The films are, or at least were, intended as a critique of British class society, but the films are least successful when they push that point. Far too often, interviewer and director Michael Apted asks leading questions designed to show off his notions about class … just as often, the replies are unexpected, thankfully. In 49 Up, more than in any other of the films, Apted is challenged by the participants. Many of them dislike having their lives interrupted every seven years … some think Apted and the series unfairly portrays their lives. A couple have quit participating over the course of the films, including at least two spouses.... Because it’s well-made, because the participants are likeable, because over the course of 42 years we get to know them, or at least get to know their “Up” personas, for all of these reasons, the Up series seems legitimate, even classy, and I think we might see more in them than really exists.

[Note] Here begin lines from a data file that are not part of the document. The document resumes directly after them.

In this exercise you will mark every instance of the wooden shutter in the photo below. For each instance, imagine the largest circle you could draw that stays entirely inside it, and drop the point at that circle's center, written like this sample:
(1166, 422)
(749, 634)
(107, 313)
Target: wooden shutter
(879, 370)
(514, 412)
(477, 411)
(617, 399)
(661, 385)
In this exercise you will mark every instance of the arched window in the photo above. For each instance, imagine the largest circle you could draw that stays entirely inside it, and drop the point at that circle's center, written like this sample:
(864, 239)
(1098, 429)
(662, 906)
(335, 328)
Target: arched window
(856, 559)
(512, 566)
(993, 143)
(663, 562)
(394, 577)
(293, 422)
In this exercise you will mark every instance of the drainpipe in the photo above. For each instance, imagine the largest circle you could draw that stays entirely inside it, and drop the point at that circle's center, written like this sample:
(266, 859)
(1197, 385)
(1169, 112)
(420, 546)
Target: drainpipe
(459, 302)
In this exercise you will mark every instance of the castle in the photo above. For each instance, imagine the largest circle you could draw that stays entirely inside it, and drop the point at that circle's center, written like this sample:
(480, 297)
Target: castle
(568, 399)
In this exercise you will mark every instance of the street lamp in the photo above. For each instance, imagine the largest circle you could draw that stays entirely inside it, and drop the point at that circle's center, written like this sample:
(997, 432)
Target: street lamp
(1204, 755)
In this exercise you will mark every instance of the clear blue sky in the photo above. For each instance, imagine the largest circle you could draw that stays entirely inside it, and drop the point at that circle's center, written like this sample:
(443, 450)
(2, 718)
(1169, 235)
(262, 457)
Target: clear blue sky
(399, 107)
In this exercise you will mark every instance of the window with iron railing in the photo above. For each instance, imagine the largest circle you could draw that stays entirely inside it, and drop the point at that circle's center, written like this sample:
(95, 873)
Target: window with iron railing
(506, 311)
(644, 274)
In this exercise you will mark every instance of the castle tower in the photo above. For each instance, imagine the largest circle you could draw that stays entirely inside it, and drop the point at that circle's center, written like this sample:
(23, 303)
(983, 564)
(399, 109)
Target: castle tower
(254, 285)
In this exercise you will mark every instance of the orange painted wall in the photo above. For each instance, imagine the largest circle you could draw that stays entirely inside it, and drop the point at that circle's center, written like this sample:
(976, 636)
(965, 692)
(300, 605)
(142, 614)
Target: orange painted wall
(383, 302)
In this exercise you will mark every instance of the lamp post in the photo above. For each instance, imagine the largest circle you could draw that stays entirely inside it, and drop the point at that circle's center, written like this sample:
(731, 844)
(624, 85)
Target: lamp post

I found 56 Up to be the best yet, but the reason was largely because these films have a cumulative power, as we get further along in knowing the participants. We root for all of them. 63 Up continues this pattern, but the truth is, I can no longer say that each one is better than the one before. I think we get more out of each episode because of that cumulative effect, which speaks to the enormous power of the project, but that doesn't mean 63 Up is best, as much as it means every seven years we look forward to the films with increased anticipation.

It is possible that 63 Up will mark the end of the series. Michael Apted, who worked on the first film and directed the rest, died in 2021. Of the 14 original kids, one has died, and a few decided at some point to quit participating, although in every case but one, they later returned. The series has a remarkable lack of voyeurism ... it is often compared to reality television, but whatever the problems the participants have had over the years, our interest grows out of sympathy more than it does of gossip.